CONDAMNER solidairement la SOCIETE FRANCAISE DE TRANSACTIONS COMMERCIALES (S.F.T.C.) et la SELARL ATHENA, prise en la personne de Maître [V] [D], liquidateur judiciaire de la société PAIN NOIR PAIN BLANC, aux entiers dépens lesquels comprendront nécessairement les frais d’expertise de 12 612 € ».
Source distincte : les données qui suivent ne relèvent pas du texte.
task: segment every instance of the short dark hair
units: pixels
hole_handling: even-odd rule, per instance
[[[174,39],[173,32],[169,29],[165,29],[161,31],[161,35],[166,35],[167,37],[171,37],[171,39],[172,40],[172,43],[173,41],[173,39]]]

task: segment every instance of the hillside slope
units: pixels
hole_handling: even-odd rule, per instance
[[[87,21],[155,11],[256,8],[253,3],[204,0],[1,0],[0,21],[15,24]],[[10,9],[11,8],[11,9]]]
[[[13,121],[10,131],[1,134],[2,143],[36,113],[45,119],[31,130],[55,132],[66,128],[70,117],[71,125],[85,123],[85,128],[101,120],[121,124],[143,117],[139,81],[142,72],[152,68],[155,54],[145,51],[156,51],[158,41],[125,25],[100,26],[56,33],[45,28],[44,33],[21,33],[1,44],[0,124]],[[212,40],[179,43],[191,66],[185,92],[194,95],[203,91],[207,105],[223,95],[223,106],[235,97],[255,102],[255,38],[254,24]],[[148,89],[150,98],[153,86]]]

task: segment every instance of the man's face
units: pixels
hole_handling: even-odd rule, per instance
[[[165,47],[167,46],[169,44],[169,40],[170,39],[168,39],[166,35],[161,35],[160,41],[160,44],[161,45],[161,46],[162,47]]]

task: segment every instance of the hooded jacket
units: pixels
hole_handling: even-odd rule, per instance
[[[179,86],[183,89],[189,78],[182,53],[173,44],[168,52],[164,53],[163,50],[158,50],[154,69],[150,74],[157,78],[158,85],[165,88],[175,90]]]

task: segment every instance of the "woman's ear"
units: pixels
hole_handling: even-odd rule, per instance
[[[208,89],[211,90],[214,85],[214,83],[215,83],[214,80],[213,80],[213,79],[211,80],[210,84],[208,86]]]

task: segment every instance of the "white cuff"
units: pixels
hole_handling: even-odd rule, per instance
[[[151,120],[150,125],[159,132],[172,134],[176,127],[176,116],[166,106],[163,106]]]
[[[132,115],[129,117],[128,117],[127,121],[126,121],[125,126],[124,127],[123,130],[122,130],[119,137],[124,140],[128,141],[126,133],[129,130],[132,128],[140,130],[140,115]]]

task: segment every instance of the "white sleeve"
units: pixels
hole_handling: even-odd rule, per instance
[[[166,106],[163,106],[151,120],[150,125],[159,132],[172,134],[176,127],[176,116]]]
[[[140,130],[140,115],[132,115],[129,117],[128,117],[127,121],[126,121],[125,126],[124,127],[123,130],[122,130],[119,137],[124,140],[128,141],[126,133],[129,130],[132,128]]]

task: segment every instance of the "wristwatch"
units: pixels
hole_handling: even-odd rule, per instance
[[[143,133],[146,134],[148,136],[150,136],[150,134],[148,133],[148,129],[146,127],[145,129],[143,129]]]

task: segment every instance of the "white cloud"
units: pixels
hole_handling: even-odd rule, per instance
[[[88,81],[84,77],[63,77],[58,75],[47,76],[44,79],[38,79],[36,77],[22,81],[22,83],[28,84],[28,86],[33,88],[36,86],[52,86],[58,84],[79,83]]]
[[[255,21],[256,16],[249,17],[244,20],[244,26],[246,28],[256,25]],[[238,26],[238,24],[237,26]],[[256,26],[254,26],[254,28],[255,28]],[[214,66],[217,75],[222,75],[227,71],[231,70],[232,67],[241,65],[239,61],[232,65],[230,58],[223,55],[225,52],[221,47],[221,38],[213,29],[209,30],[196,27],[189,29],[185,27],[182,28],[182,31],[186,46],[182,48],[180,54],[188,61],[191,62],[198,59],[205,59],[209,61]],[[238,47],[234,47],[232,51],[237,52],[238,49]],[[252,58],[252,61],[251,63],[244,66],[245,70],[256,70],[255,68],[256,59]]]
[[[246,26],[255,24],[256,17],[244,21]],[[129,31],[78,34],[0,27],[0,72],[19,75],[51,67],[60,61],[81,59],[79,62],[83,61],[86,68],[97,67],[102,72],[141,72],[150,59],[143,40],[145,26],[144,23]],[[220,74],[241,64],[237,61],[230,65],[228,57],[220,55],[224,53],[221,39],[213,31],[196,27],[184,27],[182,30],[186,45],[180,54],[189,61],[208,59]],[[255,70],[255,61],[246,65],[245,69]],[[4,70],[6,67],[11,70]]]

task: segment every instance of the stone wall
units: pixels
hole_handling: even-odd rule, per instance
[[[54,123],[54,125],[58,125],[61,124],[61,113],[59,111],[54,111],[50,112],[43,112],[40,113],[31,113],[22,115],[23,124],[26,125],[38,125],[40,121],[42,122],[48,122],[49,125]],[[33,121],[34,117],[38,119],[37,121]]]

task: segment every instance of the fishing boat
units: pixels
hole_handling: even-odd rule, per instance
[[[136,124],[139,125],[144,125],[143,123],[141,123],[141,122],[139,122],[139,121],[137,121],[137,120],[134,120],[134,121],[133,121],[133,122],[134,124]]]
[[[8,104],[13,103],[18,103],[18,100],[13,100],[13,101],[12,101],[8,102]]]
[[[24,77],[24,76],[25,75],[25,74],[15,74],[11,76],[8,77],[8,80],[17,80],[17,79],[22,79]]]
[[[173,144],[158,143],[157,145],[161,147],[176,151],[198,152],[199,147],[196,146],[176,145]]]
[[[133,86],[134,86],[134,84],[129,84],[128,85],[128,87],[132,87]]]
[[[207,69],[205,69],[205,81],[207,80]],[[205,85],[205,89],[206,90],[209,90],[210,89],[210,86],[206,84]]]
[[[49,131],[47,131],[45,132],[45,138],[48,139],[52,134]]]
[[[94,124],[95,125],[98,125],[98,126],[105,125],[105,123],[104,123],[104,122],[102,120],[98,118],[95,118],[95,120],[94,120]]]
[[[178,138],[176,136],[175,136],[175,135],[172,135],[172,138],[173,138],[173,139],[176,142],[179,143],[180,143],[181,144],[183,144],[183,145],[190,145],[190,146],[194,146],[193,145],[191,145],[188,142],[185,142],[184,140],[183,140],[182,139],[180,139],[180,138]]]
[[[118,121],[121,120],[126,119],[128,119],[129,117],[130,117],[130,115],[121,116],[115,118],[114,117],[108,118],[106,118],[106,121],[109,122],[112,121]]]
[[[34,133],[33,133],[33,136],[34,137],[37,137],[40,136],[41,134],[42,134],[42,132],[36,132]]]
Dans leurs conclusions notifiées par voie électronique le 19 juin 2023, M. [N] et la SAS SFTC demandent au tribunal, au visa des articles 9, 15 et 43 de la loi du 10 juillet 1965, de :
« Dire Monsieur [K] [N] et la SOCIETE FRANCAISE DE TRANSACTIONS COMMERCIALES SFTC recevables et bien fondés en leurs conclusions,
en conséquence,
A titre principal,
- Mettre hors de cause Monsieur [K] [N],
- Débouter Monsieur [Y] [W] de toutes ses demandes, fins et conclusions,
A titre subsidiaire,
- Condamner la SELARL ATHENA, prise en la personne de Maître [V] [D], agissant en qualité de liquidateur judiciaire de la société PAIN NOIR PAIN BLANC, à relever et garantir la société SFTC et Monsieur [K] [N] de toutes les condamnations susceptibles d’être prononcées à leur encontre,
En tout état de cause,
- Condamner Monsieur [Y] [W] au paiement de la somme de 5 000 € sur le fondement de l’article 700 du Code de procédure civile,
- Condamner Monsieur [Y] [W] aux entiers dépens,
- Écarter l’exécution provisoire de droit de la décision à intervenir. »
Dans ses conclusions, notifiées par voie électronique le 25 janvier 2022, le syndicat des copropriétaires demande au tribunal de :
« PRENDRE ACTE de l’acquiescement du Syndicat à ce que le Jugement à intervenir lui soit déclaré opposable, sous réserve des demandes nouvelles qui pourraient être formulées à son égard en cours de procédure ;
CONDAMNER tout succombant à verser au Syndicat des copropriétaires de l’immeuble sis [Adresse 4] à [Localité 7] la somme de 2.000 € sur le fondement de l’article 700 du Code de procédure civile outre les dépens exposés. »
La SASU Pain noir pain blanc, représentée par la société Athéna, mandataire judiciaire en la personne de Maître [V] [D], a constitué avocat mais n'a pas conclu.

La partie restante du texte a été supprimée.